Swar Veena, a well known musical organization in the USA held a concert of Madanji's melodies in Boston, USA recently.

The concert was appreciated by all not only for the lasting magic of Madanji's melodies but as much for the renditions by the talented singers led by Astha Shukla.

It is heartening that Madanji's haunting repertoire is still remembered and enjoyed , so many decades later , and not only in India but across continents.

Reproduced below is an article appeared in LOKVANI, covering the details of the above event.

Siraj Khan

On November 20th, the Bostonians had the rare opportunity to remember and pay tribute to the legendary music director Madan Mohan. In the process, they were treated to a musical feast of classic Hindi film songs of the golden era, presented by the members of Swar Veena School of Music based in Morris Plains, NJ who presented a nostalgic evening at the Thoreau School in Concord, MA.
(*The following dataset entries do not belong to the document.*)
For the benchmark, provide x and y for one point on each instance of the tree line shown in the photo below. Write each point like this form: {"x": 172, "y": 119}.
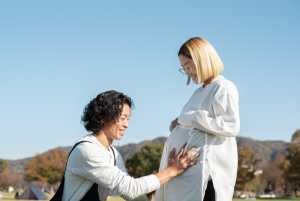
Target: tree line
{"x": 281, "y": 176}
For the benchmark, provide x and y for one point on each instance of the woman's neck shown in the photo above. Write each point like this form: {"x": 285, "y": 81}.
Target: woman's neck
{"x": 206, "y": 82}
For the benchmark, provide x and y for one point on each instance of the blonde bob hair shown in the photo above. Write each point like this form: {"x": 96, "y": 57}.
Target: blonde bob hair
{"x": 205, "y": 57}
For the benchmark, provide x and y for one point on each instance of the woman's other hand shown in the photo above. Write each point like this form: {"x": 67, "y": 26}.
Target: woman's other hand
{"x": 181, "y": 162}
{"x": 173, "y": 124}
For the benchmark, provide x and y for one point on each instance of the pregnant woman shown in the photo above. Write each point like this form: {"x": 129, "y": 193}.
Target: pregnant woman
{"x": 210, "y": 121}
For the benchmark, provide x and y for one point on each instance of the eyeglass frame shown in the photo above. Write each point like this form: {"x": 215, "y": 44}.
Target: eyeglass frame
{"x": 184, "y": 71}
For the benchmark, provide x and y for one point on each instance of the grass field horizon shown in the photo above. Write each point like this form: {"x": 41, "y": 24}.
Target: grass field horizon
{"x": 11, "y": 196}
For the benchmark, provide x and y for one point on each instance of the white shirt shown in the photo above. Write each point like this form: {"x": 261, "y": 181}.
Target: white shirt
{"x": 91, "y": 163}
{"x": 210, "y": 121}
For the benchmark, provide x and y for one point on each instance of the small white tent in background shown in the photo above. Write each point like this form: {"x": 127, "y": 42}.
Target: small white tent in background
{"x": 32, "y": 192}
{"x": 10, "y": 189}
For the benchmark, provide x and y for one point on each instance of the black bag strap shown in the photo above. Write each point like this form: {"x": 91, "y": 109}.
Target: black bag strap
{"x": 115, "y": 162}
{"x": 73, "y": 149}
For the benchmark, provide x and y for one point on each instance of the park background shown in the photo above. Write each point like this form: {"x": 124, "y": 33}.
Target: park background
{"x": 56, "y": 56}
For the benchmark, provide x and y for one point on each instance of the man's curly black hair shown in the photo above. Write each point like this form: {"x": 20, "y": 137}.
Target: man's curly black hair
{"x": 106, "y": 107}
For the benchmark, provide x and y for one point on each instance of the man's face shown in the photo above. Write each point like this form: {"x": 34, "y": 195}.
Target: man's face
{"x": 115, "y": 131}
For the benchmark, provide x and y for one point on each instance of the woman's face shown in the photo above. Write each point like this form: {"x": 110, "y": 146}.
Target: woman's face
{"x": 189, "y": 66}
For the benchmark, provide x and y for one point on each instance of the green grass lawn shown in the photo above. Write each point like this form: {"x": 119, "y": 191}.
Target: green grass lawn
{"x": 11, "y": 196}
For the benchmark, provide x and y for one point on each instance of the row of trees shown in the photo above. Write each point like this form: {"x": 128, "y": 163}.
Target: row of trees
{"x": 282, "y": 174}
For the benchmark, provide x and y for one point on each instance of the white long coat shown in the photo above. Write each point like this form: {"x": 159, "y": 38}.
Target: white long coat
{"x": 210, "y": 121}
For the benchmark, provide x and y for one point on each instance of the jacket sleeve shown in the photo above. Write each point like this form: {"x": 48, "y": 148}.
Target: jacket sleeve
{"x": 159, "y": 194}
{"x": 120, "y": 164}
{"x": 226, "y": 120}
{"x": 93, "y": 165}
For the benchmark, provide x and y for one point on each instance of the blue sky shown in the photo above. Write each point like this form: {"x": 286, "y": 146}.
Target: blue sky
{"x": 55, "y": 56}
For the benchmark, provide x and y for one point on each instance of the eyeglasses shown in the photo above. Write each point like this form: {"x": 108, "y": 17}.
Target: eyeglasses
{"x": 186, "y": 70}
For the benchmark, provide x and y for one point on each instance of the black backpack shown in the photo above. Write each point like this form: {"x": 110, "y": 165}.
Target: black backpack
{"x": 96, "y": 192}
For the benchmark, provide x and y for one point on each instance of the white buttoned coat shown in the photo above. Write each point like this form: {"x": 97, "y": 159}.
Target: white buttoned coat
{"x": 210, "y": 121}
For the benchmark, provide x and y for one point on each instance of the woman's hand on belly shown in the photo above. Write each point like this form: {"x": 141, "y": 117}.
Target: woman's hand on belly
{"x": 174, "y": 124}
{"x": 177, "y": 164}
{"x": 181, "y": 162}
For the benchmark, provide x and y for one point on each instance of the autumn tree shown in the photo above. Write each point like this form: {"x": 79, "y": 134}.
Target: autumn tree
{"x": 46, "y": 168}
{"x": 146, "y": 161}
{"x": 4, "y": 173}
{"x": 246, "y": 166}
{"x": 291, "y": 167}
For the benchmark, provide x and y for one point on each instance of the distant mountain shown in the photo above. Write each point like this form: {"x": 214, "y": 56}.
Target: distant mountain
{"x": 266, "y": 150}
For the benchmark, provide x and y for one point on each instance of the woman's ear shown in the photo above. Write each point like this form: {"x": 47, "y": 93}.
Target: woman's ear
{"x": 188, "y": 81}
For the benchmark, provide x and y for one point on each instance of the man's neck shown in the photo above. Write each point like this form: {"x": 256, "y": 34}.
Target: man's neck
{"x": 102, "y": 138}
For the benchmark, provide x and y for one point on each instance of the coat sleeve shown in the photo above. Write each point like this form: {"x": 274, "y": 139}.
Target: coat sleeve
{"x": 94, "y": 166}
{"x": 226, "y": 120}
{"x": 120, "y": 164}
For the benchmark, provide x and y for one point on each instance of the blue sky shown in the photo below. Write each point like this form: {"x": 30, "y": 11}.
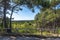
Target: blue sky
{"x": 25, "y": 14}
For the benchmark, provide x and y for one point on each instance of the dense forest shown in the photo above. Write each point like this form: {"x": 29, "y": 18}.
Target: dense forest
{"x": 47, "y": 21}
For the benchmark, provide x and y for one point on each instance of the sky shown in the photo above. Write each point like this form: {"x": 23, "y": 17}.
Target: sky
{"x": 25, "y": 14}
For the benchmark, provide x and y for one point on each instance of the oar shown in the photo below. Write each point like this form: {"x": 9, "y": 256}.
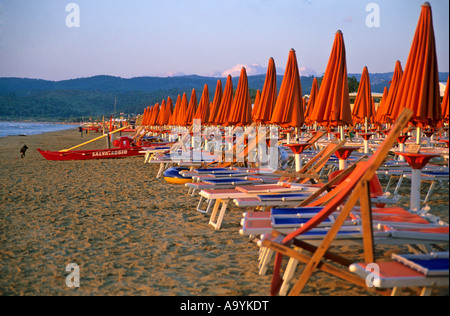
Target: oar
{"x": 92, "y": 140}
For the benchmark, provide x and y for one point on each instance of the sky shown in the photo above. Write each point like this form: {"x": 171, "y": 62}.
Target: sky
{"x": 58, "y": 39}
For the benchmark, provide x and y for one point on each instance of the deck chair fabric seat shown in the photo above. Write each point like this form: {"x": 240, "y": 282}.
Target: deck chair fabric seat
{"x": 436, "y": 234}
{"x": 406, "y": 270}
{"x": 432, "y": 264}
{"x": 282, "y": 197}
{"x": 395, "y": 274}
{"x": 304, "y": 212}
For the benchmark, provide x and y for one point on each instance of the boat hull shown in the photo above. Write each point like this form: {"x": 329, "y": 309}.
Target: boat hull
{"x": 91, "y": 154}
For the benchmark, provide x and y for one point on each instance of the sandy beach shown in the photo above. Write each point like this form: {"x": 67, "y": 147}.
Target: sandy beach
{"x": 130, "y": 233}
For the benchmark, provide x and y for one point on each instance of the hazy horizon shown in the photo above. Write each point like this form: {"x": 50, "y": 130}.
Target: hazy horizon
{"x": 60, "y": 40}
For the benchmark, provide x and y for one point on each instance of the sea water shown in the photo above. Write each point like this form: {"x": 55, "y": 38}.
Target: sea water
{"x": 26, "y": 128}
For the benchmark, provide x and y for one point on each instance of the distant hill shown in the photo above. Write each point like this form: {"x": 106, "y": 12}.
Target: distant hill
{"x": 24, "y": 98}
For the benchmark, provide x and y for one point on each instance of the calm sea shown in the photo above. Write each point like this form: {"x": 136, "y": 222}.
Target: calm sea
{"x": 20, "y": 128}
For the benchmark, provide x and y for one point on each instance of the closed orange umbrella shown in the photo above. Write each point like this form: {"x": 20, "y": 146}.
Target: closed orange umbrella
{"x": 288, "y": 110}
{"x": 241, "y": 109}
{"x": 162, "y": 110}
{"x": 391, "y": 111}
{"x": 444, "y": 105}
{"x": 155, "y": 113}
{"x": 256, "y": 104}
{"x": 381, "y": 111}
{"x": 146, "y": 116}
{"x": 312, "y": 99}
{"x": 192, "y": 108}
{"x": 176, "y": 111}
{"x": 419, "y": 88}
{"x": 333, "y": 102}
{"x": 214, "y": 111}
{"x": 168, "y": 111}
{"x": 182, "y": 113}
{"x": 363, "y": 102}
{"x": 202, "y": 112}
{"x": 268, "y": 95}
{"x": 226, "y": 103}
If there is a greater die-hard fan of Madan Mohan than Ashta Shukla, then I do not know that person. She is a great devotee of the composer and through the Swar Veena School of Music, she is keeping his torch alight for the younger generation, many of whom were born after the maestro's death in 1975.
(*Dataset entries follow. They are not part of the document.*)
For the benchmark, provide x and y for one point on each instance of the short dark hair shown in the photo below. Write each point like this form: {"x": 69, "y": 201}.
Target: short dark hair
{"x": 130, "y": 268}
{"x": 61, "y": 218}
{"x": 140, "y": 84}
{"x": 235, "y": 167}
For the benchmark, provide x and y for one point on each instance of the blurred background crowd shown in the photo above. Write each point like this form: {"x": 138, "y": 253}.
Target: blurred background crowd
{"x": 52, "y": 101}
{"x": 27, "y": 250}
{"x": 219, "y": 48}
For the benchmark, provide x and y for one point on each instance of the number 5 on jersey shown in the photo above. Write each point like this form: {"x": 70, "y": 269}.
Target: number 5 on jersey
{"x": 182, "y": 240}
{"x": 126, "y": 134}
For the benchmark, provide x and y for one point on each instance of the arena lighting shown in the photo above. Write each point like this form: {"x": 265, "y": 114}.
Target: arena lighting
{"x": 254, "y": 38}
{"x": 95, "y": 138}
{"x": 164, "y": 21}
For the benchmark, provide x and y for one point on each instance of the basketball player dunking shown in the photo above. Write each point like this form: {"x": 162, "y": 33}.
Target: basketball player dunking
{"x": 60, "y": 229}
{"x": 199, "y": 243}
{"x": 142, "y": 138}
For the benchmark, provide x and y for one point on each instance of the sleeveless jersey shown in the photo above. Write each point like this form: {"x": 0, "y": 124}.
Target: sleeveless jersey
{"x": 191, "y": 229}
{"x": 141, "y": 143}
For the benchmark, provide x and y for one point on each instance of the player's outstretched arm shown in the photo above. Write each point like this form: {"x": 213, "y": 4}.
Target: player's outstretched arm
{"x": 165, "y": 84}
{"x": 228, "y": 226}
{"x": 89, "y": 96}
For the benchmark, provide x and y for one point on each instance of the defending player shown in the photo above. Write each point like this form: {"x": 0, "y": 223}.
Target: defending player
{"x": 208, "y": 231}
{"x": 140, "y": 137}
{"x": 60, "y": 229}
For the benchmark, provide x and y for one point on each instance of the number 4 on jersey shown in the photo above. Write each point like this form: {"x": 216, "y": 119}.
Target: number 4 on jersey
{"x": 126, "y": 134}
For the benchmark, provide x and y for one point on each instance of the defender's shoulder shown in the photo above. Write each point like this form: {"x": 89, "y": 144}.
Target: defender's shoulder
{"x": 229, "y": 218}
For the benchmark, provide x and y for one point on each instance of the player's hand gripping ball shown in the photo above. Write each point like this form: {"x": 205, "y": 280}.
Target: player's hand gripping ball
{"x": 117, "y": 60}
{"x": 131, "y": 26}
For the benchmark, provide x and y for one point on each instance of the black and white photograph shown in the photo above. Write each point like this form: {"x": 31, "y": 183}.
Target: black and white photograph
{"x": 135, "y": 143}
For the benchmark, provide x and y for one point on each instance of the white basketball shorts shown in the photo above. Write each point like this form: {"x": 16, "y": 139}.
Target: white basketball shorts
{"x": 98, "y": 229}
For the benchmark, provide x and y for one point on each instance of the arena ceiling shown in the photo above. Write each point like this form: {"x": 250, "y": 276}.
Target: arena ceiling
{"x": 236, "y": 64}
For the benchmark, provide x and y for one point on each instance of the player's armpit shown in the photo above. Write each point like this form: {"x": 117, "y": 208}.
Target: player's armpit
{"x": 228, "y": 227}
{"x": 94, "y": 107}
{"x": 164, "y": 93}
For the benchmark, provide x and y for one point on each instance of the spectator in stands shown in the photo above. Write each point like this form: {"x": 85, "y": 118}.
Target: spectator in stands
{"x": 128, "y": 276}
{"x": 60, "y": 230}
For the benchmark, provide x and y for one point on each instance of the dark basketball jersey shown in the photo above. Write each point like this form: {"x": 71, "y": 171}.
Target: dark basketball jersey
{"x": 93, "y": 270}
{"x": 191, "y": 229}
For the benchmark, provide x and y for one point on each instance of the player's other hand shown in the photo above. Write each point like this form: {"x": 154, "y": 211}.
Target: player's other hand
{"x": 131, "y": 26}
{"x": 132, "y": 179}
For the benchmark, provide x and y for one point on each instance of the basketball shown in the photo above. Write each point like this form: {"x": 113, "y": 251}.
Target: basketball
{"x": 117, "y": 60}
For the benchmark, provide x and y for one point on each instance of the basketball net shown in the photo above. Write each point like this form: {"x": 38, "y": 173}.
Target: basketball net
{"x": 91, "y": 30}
Swati Ambole, the emcee, set the tone for the evening by her lively stage presence and as we were to find out as the program proceeded, providing the sheet anchor for the entire program. To do justice to Madan Mohan's intricate compositions is not easy and Ashta Shukla, Vaishali Patankar deserve great compliments for doing such a marvelous job in taking turns to sing the complex melodies, most of which were originally sung by Lata Mangeshkar. The male component was ably provided by familiar Boston talent, Mohan Subramaniam.

Astha's opening song Baiyan na dharo and Mai re set the tone for the evening. Vaishali's Zara si aahat was rendered very delicately. The spell cast on the audience by Astha with her magical rendition of Lag Ja Gale, was broken only by her Jhumka gira re. Jhumka.. had the audience clapping and swaying throughout the entire piece. This was the rare Asha Bhosle number, selected for that evening, which also led to the intermission.
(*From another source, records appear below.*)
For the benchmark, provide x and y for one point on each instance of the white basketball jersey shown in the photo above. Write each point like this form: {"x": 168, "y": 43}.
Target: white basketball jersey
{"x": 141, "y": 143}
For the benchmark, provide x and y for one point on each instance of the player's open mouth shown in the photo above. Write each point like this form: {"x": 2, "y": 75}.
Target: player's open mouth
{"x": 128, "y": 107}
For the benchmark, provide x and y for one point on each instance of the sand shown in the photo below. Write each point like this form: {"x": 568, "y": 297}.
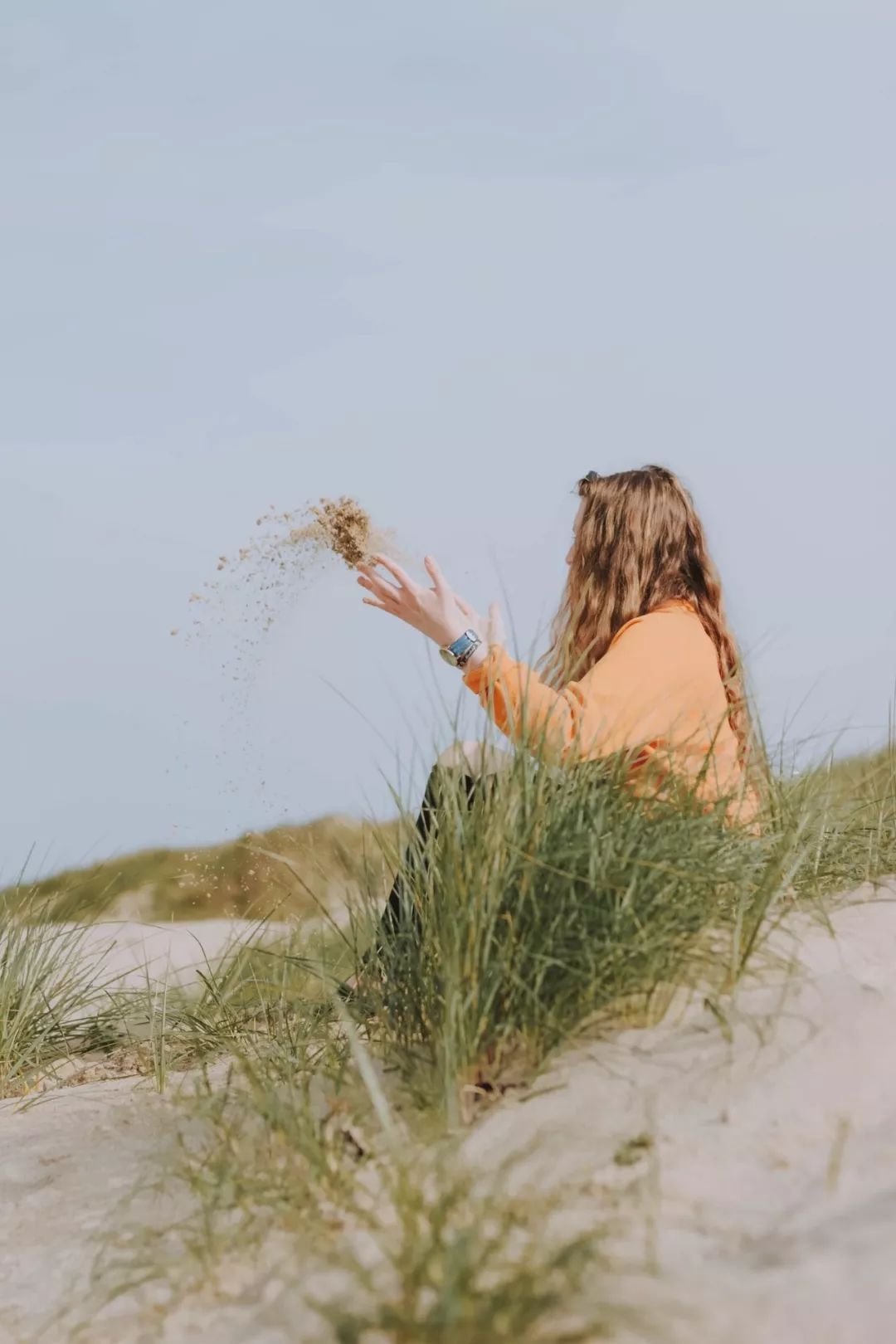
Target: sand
{"x": 759, "y": 1209}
If Madan Mohan was known as the "ladies composer", it was for a good reason. Most of his songs (and definitely his most memorable ones) are sung by female singers, with Lata clearly singing the bulk of them. Male songs are few and far in between. Mohan, despite not being part of the troupe, provided wonderful male support with Mein Nigahen tere chehre se and Teri Ankhon ke Siva Dunya mein in the first half. Vaishali's upbeat Kadar Jaane Na was certainly one of the high points of the first session. Swati Ambole punctuated each song with a lyrical anecdote or quoted a related and appropriate couplet from one ghazal or another. Her stage presence was electrifying and she made sure that the program did not lose its momentum, at any stage.

Vaishali provided a perfect post-break treat with Aapki Nazron ne samjha. Can anyone visualize a Madan Mohan discussion, let alone a dedicated evening on him, without Naina Barsein rim jhim and Mera Saya saath hoga? Astha sang both the songs flawlessly and with a lot of feeling. But where she was at her very best was with her rendition of Baiyyan na dharo. Mohan rekindled old memories with Mukesh's Bhooli Huwi Yado and Talat's Meri Yaad mein tum na. The program also included an informative video presentation called Tere Baghair, which provided many interesting facets of the composer's life.

The program was organized through concerted efforts of Jawed Wahid, who also provided all logistics, marketing, ticketing support and also the sound equipment and engineering on the day of the event.

It was a nostalgic evening of masterpieces, the ultimate melodies which will remain etched in the film music history. I felt that a song from Veer Zara and perhaps a duet would have done wonders. But that would mean to expect the unexpected. The thirst must remain unquenchable. I now have something to look forward to.